Bataille de Normandie : 5 500 soldats canadiens ont payé de leur vie
Jean-Paul Gagnon est un artilleur canadien, champion d’haltérophilie. Lorsqu’il croise une famille française, il lui arrive de marcher sur les mains pour amuser les petits civils. Son journal intime – interdit par la hiérarchie militaire – lui fait risquer le conseil de guerre.
Plus de 5 500 de ses compatriotes ont payé de leur vie leur engagement au sein des forces alliées. Dès le 6 juin, 381 d’entre eux succombent pendant les combats. Les Canadiens avaient déjà payé un lourd tribut le 19 août 1942 lors du Raid de Dieppe qui, s’il fut un échec militaire complet, a permis de tirer des enseignements déterminants pour la réussite des opérations du D-Day. Les Canadiens avaient alors engagé 4 963 hommes et officiers de la 2e Division aux côtés de 1 005 Commandos britanniques, de 50 Rangers américains et de 15 Français. Plus de 3 300 soldats canadiens sont restés sur les plages de ce premier débarquement normand, tués ou faits prisonniers.

Clarence Hughart : un parachustiste américain épargné par ses ennemis

« Quelle étrange chose que la guerre ! Nous étions supposés nous entretuer et voilà que ces soldats ennemis prenaient soin de moi… »

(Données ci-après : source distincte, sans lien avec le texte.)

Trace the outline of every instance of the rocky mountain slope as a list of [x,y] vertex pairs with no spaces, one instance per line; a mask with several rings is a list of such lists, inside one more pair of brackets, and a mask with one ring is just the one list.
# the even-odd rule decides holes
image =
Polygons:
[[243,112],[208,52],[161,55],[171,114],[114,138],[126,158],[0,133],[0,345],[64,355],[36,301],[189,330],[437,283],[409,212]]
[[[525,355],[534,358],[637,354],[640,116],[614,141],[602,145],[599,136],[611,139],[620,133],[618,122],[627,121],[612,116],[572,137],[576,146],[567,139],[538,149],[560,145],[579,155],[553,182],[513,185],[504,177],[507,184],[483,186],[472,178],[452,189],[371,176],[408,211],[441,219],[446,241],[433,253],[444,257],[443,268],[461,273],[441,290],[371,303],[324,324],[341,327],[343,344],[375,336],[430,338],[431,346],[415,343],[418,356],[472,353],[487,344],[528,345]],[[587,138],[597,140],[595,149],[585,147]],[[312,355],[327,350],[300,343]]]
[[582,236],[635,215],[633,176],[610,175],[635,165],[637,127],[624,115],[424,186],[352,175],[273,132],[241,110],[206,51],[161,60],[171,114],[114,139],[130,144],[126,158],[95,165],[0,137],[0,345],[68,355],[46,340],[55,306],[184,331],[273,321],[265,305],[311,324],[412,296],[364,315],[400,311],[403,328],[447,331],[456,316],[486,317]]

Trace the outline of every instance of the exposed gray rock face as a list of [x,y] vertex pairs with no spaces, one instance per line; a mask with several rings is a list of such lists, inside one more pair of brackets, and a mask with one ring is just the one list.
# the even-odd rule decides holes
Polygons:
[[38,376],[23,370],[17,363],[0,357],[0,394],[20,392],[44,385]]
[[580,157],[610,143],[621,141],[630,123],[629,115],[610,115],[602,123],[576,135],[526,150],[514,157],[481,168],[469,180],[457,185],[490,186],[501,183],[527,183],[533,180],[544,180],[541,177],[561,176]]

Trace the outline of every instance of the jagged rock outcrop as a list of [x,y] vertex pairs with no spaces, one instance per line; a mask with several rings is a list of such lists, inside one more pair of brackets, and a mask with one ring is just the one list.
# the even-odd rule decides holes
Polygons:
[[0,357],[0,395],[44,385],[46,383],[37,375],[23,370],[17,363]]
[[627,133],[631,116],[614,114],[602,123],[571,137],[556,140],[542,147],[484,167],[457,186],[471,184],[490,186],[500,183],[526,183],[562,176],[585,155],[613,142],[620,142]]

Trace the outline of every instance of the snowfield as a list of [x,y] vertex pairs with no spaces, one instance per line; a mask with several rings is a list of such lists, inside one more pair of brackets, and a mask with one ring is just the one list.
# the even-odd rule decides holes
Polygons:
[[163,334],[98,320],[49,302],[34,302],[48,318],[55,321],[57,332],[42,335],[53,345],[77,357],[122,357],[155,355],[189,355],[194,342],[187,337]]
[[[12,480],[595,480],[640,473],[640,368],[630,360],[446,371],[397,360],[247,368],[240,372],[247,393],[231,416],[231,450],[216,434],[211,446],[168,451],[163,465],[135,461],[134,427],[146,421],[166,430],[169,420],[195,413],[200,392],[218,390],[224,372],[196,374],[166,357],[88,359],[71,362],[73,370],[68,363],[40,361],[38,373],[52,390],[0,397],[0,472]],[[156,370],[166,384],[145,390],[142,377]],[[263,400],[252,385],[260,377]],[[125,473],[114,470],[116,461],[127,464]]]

Les parachutistes américains
Clarence Hughart est membre de la 82e Division aéroportée américaine, une division qui avait déjà participé, en 1917, aux opérations militaires américaines sur le territoire de France lors de la Première Guerre mondiale.
Dans la nuit du 5 au 6 juin 1944, il décolle avec ses pairs depuis Nottingham (Angleterre) et est parachuté dans le secteur de Sainte-Mère-Eglise. C’est l’opération Neptune, prélude à l’opération Overlord. 

Dom Bart : un GI dans l’enfer d’Omaha Beach

« J'essaye de sortir de l'eau à de multiples reprises, mais j'échoue à chaque fois. Il est quasiment impossible de prendre pied sur le rivage »

Omaha Beach la sanglante
Dom Bart appartenait à la première vague d’assaut qui a débarqué sur Omaha Beach, entre la pointe du Hoc et Vierville-sur-Mer. Quelques mois plus tard, il écrit à sa femme qui habite Brooklyn pour lui raconter son débarquement, alors que la plage d’Omaha était prise sous le feu des mitrailleuses allemandes.
Le secteur d’Omaha a été choisi car, au contraire du reste du littoral du Bessin qui est bordé de falaises calcaires abruptes, il présente 6 à 7 km de plages rendant possible un débarquement. Néanmoins la topographie demeure facile à défendre pour l’armée allemande qui a équipé de canons et de murs antichars toutes les petites vallées encaissées qui conduisent de la grève au plateau. La première vague de débarquement est fauchée à 90% par les mitrailleuses de combat qui n’ont pu être mises hors de combat, ni par les lâchers de bombe de l’aviation, ni par les tirs de cuirassés. Les Alliés finissent par prendre Omaha à 15h30 mais de toutes les plages du 6 juin, Omaha est la plus meurtrière. Avec 1 000 morts, 2 000 blessés et disparus, Omaha est devenue dans les bouches des Américains : « Bloody Omaha ».

Reportages "Tous Normands"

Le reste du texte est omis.